Naked Redwood
Jan 27, 2013
One variety of redwood tree, the dawn redwood, is deciduous, dropping its needles in the fall. This same variety happens to be the only kind of redwood that will grow in the eastern United States; this example of a dawn redwood appears to be thriving in the Fairmount Park arboretum in Philadelphia.
Dawn redwoods may be the midgets of the redwood family; coast redwoods and giant sequoias in California reach heights greater than 300 feet, while dawn redwoods, though very fast-growing, may not get much taller than 200 feet. Their potential height is not known for certain, however, because the oldest dawn redwoods in America are only about 70 years old now, descended from a single specimen found in China in 1944. In California, coastal redwoods and giant sequoias live for hundreds or even thousands of years.
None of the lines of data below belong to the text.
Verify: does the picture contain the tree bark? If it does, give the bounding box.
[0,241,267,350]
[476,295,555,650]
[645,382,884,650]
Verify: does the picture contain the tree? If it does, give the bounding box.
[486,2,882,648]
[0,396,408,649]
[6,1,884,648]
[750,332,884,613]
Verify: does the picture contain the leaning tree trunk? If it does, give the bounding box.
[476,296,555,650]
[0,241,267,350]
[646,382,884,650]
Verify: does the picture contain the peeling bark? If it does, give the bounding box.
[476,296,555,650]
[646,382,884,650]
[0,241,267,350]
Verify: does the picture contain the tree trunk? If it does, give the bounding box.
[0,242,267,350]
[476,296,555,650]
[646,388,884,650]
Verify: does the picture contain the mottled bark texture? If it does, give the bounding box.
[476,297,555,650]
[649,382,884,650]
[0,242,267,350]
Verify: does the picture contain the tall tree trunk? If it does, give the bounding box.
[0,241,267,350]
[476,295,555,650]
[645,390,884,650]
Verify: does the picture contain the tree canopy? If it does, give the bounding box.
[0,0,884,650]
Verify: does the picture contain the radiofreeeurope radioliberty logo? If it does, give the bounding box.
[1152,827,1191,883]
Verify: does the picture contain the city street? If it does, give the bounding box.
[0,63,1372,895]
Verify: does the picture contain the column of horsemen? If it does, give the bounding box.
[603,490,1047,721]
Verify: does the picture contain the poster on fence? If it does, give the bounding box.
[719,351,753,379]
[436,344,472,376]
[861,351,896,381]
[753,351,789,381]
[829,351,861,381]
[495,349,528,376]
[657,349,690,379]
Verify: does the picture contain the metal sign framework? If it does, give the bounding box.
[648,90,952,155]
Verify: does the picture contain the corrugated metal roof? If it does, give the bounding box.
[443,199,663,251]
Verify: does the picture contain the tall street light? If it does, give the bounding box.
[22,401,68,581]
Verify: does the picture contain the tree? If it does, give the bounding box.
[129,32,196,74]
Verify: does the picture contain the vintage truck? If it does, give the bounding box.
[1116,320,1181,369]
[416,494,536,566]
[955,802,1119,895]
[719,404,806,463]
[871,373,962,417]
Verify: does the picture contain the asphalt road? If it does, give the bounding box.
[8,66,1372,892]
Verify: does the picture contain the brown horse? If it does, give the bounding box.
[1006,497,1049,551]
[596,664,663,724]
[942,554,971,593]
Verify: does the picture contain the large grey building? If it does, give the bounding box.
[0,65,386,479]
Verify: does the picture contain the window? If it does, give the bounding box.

Dawn redwoods were known to scientists from the fossil record long before the live specimen was found in China; they were assumed to be extinct. Fossilized dawn redwoods dating back to the Eocene, 50 or more million years ago, have been found in many parts of the world, including Greenland and islands in the Arctic Ocean, which had a tropical climate at the time. It is believed that the trees became deciduous in response to the extreme light-dark cycle of their high-latitude habitat; even though winters were not cold, they were very dark, rendering leaves or needles useless.
The young man in the tree, of course, is Hank, who is a college student studying ecology and climate change.